ARRAY PROCESSING OPERATIONS

Title:

ARRAY PROCESSING OPERATIONS

Document Type and Number:

WIPO Patent Application WO/2002/027475

Kind Code:

A2

Abstract:

In one embodiment, a programmable processor searches an array of N data elements in response to N/M machine instructions, where the processor has a pipeline configured to process M data elements in parallel. In response to the machine instructions, a control unit directs the pipeline to retrieve M data elements from the array of elements in a single fetch cycle, concurrently compare the data elements to M current extreme values, and update the current extreme values, as well as M references to the current extreme values, based on the comparisons.

Inventors:

ROTH CHARLES P
KALAGOTLA RAVI
FRIDMAN JOSE

Application Number:

PCT/US2001/030309

Publication Date:

April 04, 2002

Filing Date:

September 26, 2001

Export Citation:

Click for automatic bibliography generation Help

Assignee:

INTEL CORP (US)
ANALOG DEVICES INC (US)

International Classes:

G06F7/02; G06F9/38; G06F7/22; G06F9/30; G06F9/302; G06F15/80; (IPC1-7): G06F9/302

Domestic Patent References:

WO1999023548A2

1999-05-14

Foreign References:

US4774688A	1988-09-27
US5187675A	1993-02-16

Other References:

"ALU Implementing Native Minimum/Maximum Function for Signal Processing Applications" IBM TECHNICAL DISCLOSURE BULLETIN, IBM CORP. NEW YORK, US, vol. 5, no. 29, 1 October 1986 (1986-10-01), pages 1975-1978, XP002079689 ISSN: 0018-8689

Attorney, Agent or Firm:

Harris, Scott C. (CA, US)

Download PDF:

View/Download PDF PDF Help

Claims:

What is claimed is:

1.

A method comprising: receiving a machine instruction directing a processor to search a plurality of data elements; and executing the machine instruction by: retrieving M data elements in a single fetch cycle ; concurrently comparing the M data elements to a corresponding current extreme value; and updating a set of references based on the comparisons.

2.	The method of claim 1, wherein retrieving the M data elements comprises retrieving the M data elements as a single data quantity containing the M data elements.

3.	The method of claim 2, wherein the set of references comprise pointer registers to store addresses for data quantities.

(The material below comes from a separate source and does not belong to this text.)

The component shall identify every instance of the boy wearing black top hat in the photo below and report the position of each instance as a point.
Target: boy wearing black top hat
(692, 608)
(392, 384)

4.	The method of claim 1, wherein M = 1.

5.	The method of claim 1, wherein M = 2.

6.	The method of claim 1, wherein executing the machine i instruction further includes: storing the current extreme values in M accumulators; and copying the M data elements to the accumulators based on the comparisons.

7.	The method of claim 5, wherein concurrently comparing the data elements comprises processing a first data element with a first execution unit of a pipelined processor and processing a second data element with a second execution unit of the pipelined processor.

8.	The method of claim 5, wherein concurrently comparing the data elements comprises concurrently processing a first data element and a second data element within a single execution unit of a pipelined processor.

9.	The method of claim 1, wherein concurrently comparing each of the data elements to a current extreme value includes determining whether each of the data elements is less than the corresponding current extreme value.

10.	The method of claim 1, wherein concurrently comparing each of the data elements to a current extreme value includes determining whether each of the data elements is greater than the corresponding current extreme value.

11.	A method for searching an array of N data elements for a value comprising: issuing N/M machine instructions to a processor, wherein the processor is adapted to process M data elements in parallel; and analyzing results of the machine instructions to identify a value for the array.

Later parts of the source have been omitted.